Better support needed for women made homeless because of violence

4 August 2021
CHI Women, Violence and Homelessness

One in five women who suffer violence will also experience homelessness compared to just one in a hundred who have no experience of violence, according to national data, and yet homelessness services do not currently reflect these women’s needs. 

Based on research published last week, the Centre for Homelessness Impact (CHI) and the Centre for Regional Economic and Social Research (CRESR) call for responses to women experiencing homelessness and violence, to be “gender informed.”  This means that services provided by local councils and other bodies should be better tailored to meet the distinct experiences faced by women, such as trauma and anxiety. 

In some cases, women who suffer violence are still being sent to mixed-sex accommodation, where they can feel unsafe and become retraumatised.  Women say that they sometimes sleep rough or in other unsafe situations if they cannot access single-sex housing.   

Viki Fox, Coordinator of Private Rental Services at Cyrenians, spoke on Friday on Good Morning Scotland on her own experience at the intersection of homelessness and gendered violence, and the need for trauma-aware and gender specific support services in the sector. Listen to Viki's interview here.

Dr Kesia Reeve, principal research fellow at CRESR, said: “It’s wrong that the woman experiencing violence rather than the perpetrator of the violence, is usually the one who has to leave the home, and is therefore at increased risk of becoming homeless. It’s also important to support women who have suffered historic experiences of violence, as well as those escaping it immediately.  There’s currently not enough understanding of the needs associated with the trauma suffered by women in these situations.” 

In other cases, the full significance of the impact of violence as a factor will often be missed as a reason for a woman becoming homeless as services focus instead on trauma responses such as drug or alcohol use. 

Dr Lígia Teixeira, chief executive of the CHI said: “If we are to end homelessness for good we must pay attention to what the evidence is telling us. In this case, the report includes testimonies from 14 women who experienced homelessness and violence and who describe how difficult they found it to get support suited to their needs. There is a strong link between violence and homelessness amongst women, yet this is often not talked about. 

It is important that both policy and practice improve where these fall short in meeting the needs of women, including the needs of those with historic experiences of violence who are still living with its consequences.” 

“There is a strong link between violence and homelessness amongst women, yet this is often not talked about. " 
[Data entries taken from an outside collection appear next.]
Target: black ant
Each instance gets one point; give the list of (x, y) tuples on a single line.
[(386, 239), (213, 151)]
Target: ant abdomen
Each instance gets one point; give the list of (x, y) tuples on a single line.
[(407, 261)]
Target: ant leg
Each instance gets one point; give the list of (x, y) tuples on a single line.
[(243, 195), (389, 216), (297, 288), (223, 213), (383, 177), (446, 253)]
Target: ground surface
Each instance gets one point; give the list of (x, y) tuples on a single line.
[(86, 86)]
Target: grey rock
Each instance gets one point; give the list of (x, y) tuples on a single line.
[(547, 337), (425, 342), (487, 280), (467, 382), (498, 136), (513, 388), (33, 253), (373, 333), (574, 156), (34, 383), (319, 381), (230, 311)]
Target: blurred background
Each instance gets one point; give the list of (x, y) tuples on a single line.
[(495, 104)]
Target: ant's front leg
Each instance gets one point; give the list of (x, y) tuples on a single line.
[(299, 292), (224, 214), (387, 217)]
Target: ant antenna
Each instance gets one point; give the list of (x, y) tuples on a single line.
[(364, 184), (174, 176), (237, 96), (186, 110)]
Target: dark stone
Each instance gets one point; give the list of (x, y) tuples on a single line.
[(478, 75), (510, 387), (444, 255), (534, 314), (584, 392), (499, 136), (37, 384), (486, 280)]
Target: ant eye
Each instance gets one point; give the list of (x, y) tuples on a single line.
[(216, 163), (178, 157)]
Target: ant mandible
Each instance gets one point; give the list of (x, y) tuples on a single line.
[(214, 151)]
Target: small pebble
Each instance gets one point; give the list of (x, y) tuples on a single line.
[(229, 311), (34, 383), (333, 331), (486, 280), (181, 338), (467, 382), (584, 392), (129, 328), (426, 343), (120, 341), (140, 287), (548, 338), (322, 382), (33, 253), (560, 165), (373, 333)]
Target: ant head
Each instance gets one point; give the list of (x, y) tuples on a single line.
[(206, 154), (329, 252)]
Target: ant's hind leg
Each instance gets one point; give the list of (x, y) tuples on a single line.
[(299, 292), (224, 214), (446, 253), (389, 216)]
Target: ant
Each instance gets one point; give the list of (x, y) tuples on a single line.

Core recommendations the report makes

  • A more inclusive, housing-led response to women who have experienced homelessness and violence or at risk of doing so, that provides access to secure accommodation, through rapid rehousing or help to remain in their current home.  This would be accompanied by appropriate support. 
  • The increased provision of women-only temporary accommodation 
  • New solutions to be developed and tested that support women experiencing violence to remain in their homes, while the perpetrator is moved away. 
  • Further development and testing of current innovative interventions, such as flexible financial support (currently a component of a small number of Housing First programmes), Sanctuary Schemes that provide additional security, and Making Safe, a multi-agency initiative in England that keeps women in their home and rehouses perpetrators for up to two years, providing tailored support to all parties.
  • The development of a clear set of industry guidelines, akin to the NICE principles of care, for gender informed care, that are readily translatable into practice, and to which commissioned homelessness services are required to adhere.
  • A shift of policy focus to preventative, rather than crisis-response approaches, including training and screening programmes, such as the Ask and Act programme that is active in Wales.